= Neo-libertarianism =

Political ideology

Neo-libertarianism or Neolibertarianism is a political and social philosophy that combines "the libertarian's moral commitment to negative liberty with a procedure that selects principles for restricting liberty on the basis of a unanimous agreement in which everyone's particular interests receive a fair hearing."

Neo-libertarianism has its roots at least as far back as 1980 when it was first described by James Sterba of the University of Notre Dame. Sterba observed that libertarianism advocates for a government that does no more than protection against force, fraud, theft, enforcement of contracts and other "negative liberties" as contrasted with "positive liberties" by Isaiah Berlin.
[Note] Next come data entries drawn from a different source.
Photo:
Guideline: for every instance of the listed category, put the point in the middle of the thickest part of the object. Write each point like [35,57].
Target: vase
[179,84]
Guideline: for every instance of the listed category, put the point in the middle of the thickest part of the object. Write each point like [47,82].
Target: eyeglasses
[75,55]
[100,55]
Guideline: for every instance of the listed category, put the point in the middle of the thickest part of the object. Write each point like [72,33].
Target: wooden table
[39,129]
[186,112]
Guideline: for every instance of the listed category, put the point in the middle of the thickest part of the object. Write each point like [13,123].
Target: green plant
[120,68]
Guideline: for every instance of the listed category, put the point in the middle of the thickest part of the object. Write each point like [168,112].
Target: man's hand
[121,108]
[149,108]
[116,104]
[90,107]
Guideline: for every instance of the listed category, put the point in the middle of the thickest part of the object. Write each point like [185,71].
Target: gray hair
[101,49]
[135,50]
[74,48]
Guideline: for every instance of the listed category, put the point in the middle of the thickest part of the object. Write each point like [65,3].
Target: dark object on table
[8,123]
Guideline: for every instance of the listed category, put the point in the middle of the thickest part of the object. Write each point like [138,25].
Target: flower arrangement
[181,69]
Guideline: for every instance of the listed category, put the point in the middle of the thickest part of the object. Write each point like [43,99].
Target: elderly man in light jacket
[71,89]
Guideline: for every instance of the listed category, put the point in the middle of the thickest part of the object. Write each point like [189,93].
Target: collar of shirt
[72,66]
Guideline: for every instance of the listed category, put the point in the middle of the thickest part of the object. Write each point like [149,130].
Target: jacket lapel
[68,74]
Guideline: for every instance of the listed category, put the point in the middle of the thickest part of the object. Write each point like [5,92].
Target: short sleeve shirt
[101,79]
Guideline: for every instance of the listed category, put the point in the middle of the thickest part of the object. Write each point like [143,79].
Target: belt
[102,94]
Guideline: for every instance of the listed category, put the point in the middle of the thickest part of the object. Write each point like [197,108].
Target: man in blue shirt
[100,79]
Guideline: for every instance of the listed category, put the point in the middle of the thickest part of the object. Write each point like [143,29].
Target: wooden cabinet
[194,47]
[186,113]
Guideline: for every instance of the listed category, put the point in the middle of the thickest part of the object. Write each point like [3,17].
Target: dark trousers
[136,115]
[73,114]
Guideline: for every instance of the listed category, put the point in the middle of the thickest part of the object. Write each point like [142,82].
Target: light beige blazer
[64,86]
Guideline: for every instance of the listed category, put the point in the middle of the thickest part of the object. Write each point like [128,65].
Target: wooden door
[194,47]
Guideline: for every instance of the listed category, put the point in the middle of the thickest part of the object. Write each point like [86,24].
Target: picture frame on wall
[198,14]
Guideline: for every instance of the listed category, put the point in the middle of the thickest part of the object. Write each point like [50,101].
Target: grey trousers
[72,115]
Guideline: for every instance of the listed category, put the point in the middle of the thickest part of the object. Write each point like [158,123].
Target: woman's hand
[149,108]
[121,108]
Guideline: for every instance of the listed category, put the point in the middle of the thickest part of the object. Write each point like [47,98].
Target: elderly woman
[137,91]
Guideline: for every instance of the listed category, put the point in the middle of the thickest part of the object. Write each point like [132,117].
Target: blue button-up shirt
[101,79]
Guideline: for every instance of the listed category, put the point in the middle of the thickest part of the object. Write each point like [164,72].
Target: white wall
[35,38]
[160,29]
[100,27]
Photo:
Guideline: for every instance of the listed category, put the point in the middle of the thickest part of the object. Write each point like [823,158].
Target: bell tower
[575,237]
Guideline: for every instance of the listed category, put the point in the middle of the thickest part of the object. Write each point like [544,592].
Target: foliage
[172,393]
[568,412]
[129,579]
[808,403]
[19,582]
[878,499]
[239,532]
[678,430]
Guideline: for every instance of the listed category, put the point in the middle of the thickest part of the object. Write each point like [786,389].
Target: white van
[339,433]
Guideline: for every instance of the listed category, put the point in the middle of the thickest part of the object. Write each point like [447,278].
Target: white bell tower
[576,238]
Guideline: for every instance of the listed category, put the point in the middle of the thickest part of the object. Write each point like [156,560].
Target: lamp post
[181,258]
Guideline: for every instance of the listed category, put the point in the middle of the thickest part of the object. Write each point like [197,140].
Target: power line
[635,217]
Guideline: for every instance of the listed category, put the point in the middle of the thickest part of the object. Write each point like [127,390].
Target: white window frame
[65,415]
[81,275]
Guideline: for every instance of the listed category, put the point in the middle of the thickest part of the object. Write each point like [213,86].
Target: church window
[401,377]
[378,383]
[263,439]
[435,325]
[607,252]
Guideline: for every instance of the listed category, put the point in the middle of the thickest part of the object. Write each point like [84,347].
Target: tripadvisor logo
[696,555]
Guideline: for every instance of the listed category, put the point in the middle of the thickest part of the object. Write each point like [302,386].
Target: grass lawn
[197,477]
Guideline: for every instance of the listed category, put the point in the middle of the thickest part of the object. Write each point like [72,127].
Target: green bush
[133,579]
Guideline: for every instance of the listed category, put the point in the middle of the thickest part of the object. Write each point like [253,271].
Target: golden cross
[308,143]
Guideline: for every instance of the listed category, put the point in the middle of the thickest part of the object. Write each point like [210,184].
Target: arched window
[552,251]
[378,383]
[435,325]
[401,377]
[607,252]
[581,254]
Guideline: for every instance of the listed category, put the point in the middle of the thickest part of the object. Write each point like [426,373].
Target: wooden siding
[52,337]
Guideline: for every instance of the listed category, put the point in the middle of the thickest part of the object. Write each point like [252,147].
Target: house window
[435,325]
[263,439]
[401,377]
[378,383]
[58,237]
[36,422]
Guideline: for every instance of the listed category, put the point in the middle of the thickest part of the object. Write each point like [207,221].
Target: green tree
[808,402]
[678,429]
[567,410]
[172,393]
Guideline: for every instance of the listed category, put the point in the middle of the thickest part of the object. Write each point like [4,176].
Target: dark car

He contrasted this with the older libertarian ideal of a "night watchman state” or “minarchism”.
Sterba held that it is "obviously impossible for everyone in society to be guaranteed complete liberty as defined by this ideal: after all, people's actual wants as well as their conceivable wants can come into serious conflict. [...] It is also impossible for everyone in society to be completely free from the interference of other persons". In 2013, Sterba wrote: I shall show that moral commitment to an ideal of "negative" liberty, which does not lead to a night-watchman state, but instead requires sufficient government to provide each person in society with the relatively high minimum of liberty that persons using Rawls' decision procedure would select. The political program actually justified by an ideal of negative liberty I shall call Neo-Libertarianism. Neo-libertarians also advocate for european federalism. Later there was a Manifesto written about it, and also other works.

The concept of neolibertarianism gained a small following in the mid-2000s among right-leaning commentators who distinguished themselves from neoconservatives by their support for individual liberties and from libertarians by their support for foreign interventionism.